以下、8つの課題について早急に議論を進めるべきと提案している。
1.「地方の人材確保への配慮」
2.「客観的かつ合理的な受け入れ上限(産業別・地域別)の設定」
3.「適切な外国人労働の待遇を確保するための配慮」
4.「在留資格の変更に際しての一時帰国」
5.「現行の各種受け入れ制度の実態把握に基づいた抜本的見直し」
6.「適切な社会保障制度と教育制度のあり方」
7.「家族帯同など人権的な配慮」
8.「多文化共生施策の充実」
いずれも、政府提案に内在する問題点を的確に指摘し、その対策を迫るものとなっている。
問題の多い政府案
臨時国会が開催されるとなって、出入国管理法改正案が最重要法案として急浮上してきた。その改正案については、短兵急に作成したのか、審議過程で綻びが目立ち始めていた。

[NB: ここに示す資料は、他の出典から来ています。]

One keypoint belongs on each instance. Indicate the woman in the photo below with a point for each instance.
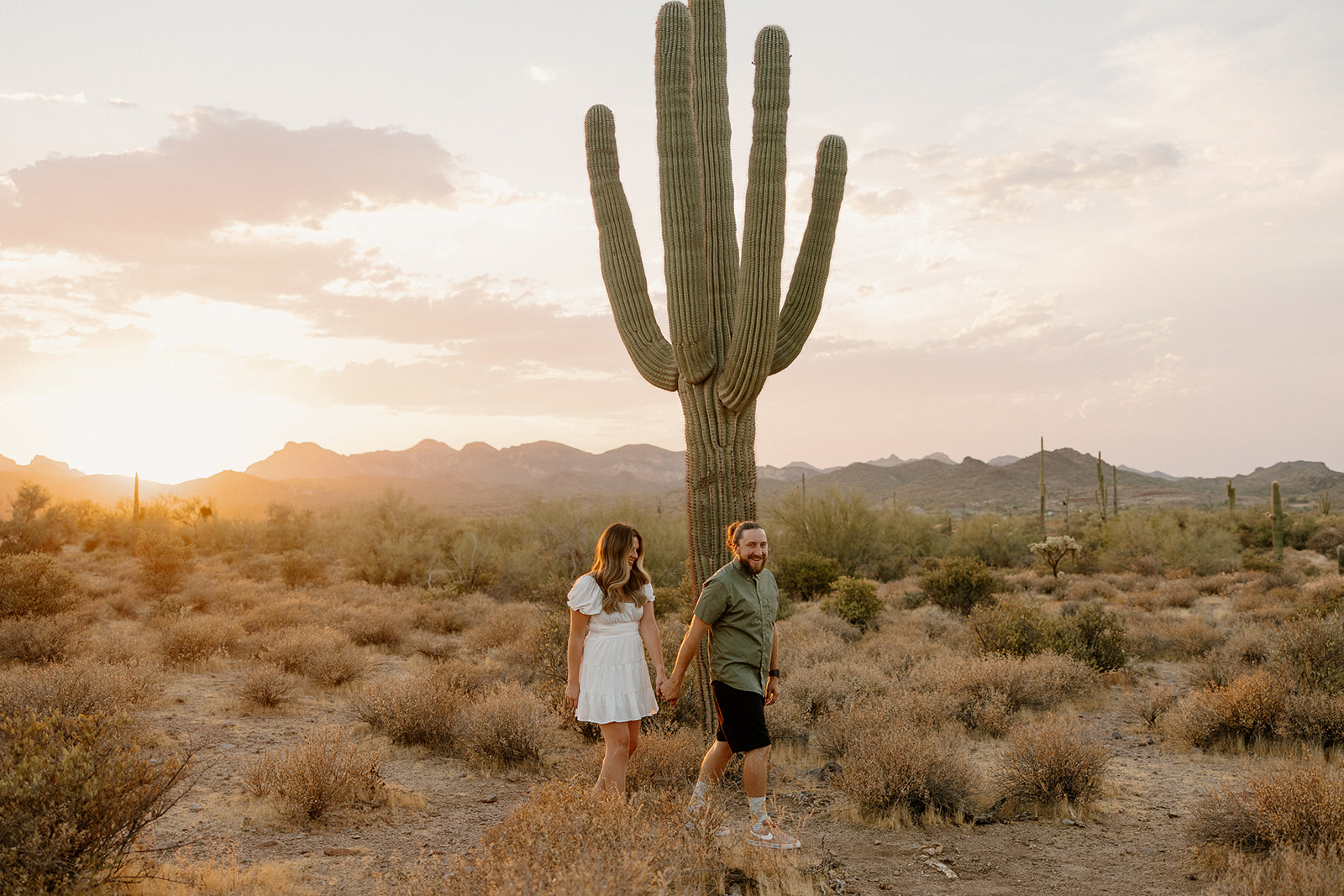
(611, 611)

例えば、国民民主党が上記の課題2で指摘する受け入れの上限の設定について。安倍総理は外国人労働者の受け入れの上限を設けると発言する一方で、山下法務大臣は上限を明確には定めていないとした。現行の外国人技能実習制度についても問題点が指摘されてきたところ、その実態に関する調査結果を捏造し、存在しない事実を提示するという荒業まで繰り出された。
審議促進のつもりか、あるいは流石に問題ありと見たのか、出入国管理法改正案が審議されている衆議院法務委員会の葉梨康弘委員長(自民党)は山下法務大臣に何度も正確な答弁をするよう促した。それでも議論は深まらず。問題の多い政府案を無理に押し通そうとするのだから、そうなるのも仕方がない。

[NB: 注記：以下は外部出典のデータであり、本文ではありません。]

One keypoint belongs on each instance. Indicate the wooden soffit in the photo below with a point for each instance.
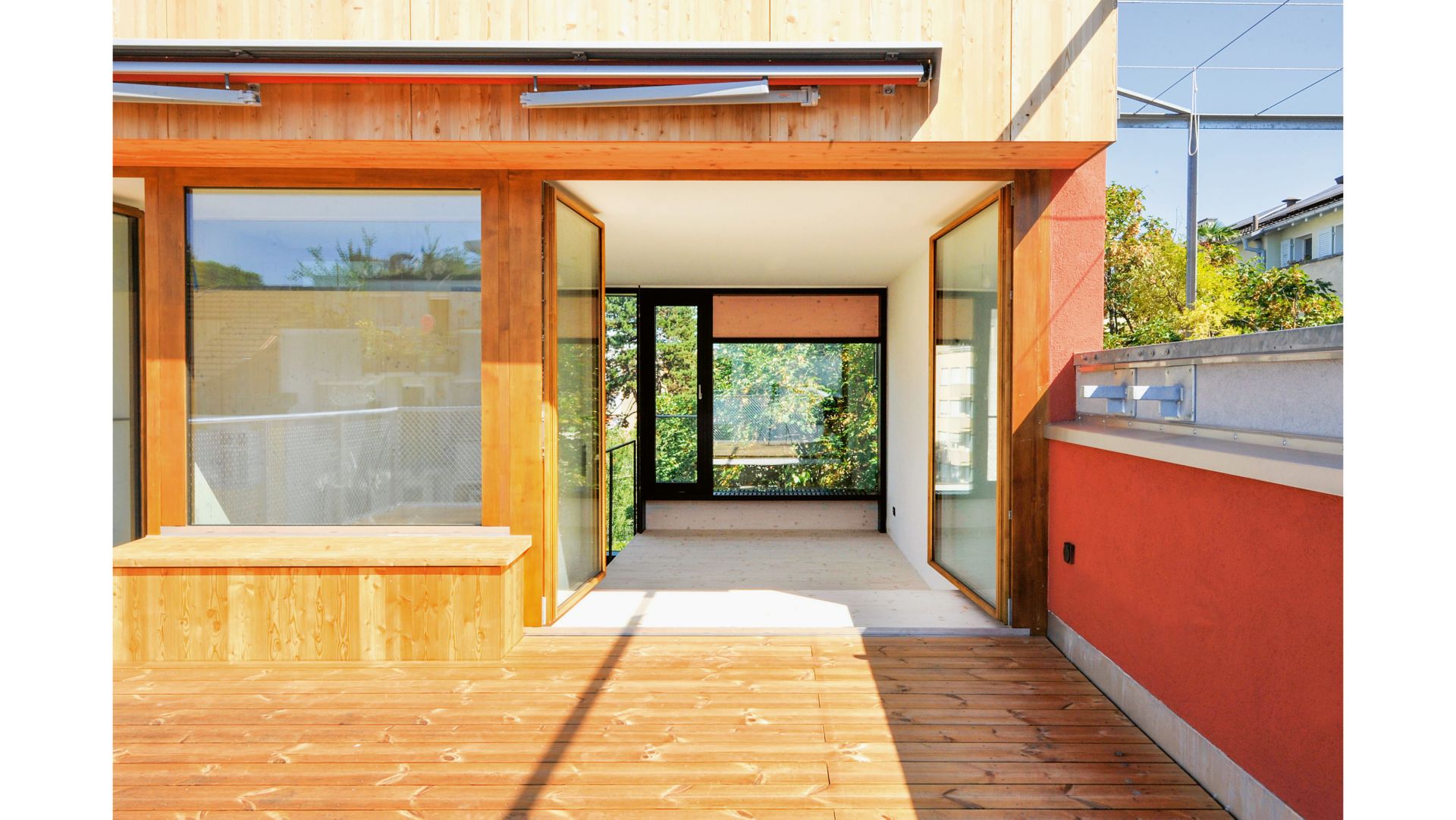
(606, 156)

結局、政府与党は出入国管理法改正案について弥縫策を講じることなく、一気に採決まで持ち込もうと目論んでいるようだ。
短時間で対案を仕上げてきた国民民主党
法務委員会での議論の過程で政府案の綻びが明らかとなった。その綻びをとらまえて、国民民主党は短時間で対案を仕上げてきた。冒頭に示した国民民主党のWebサイトに掲載されているものがそれである。
国会で審議される法案は政府与党ペースで決められる。どうしても、野党側は受け身にならざるを得ず、準備をしていても対案の提示は後手に回ることになる。そういう中でも、今回の国民民主党の迅速の対応は評価されてしかるべきだろう。
ここで、国民民主党は8つの課題を提示し、その対応を行う対案を提示してきた。より具体的には、政府与党案の再考を迫る法律案を提示するという工夫を行ってきたのだ。
出入国管理法改正案そのものについて、この短時間で一字一句検討して、対案を作成するのは時間的にも難しい。そこで、その改正案の問題点を指摘し、まずは「再検討要求法案」を対案として出すというのが国民民主党の採用した方法である。
「再検討要求法案」であるため、同法案が成立したあかつきには、六か月以内に、上記の8つの課題に関わり制度の検証を行い、必要な措置を講じるとしている。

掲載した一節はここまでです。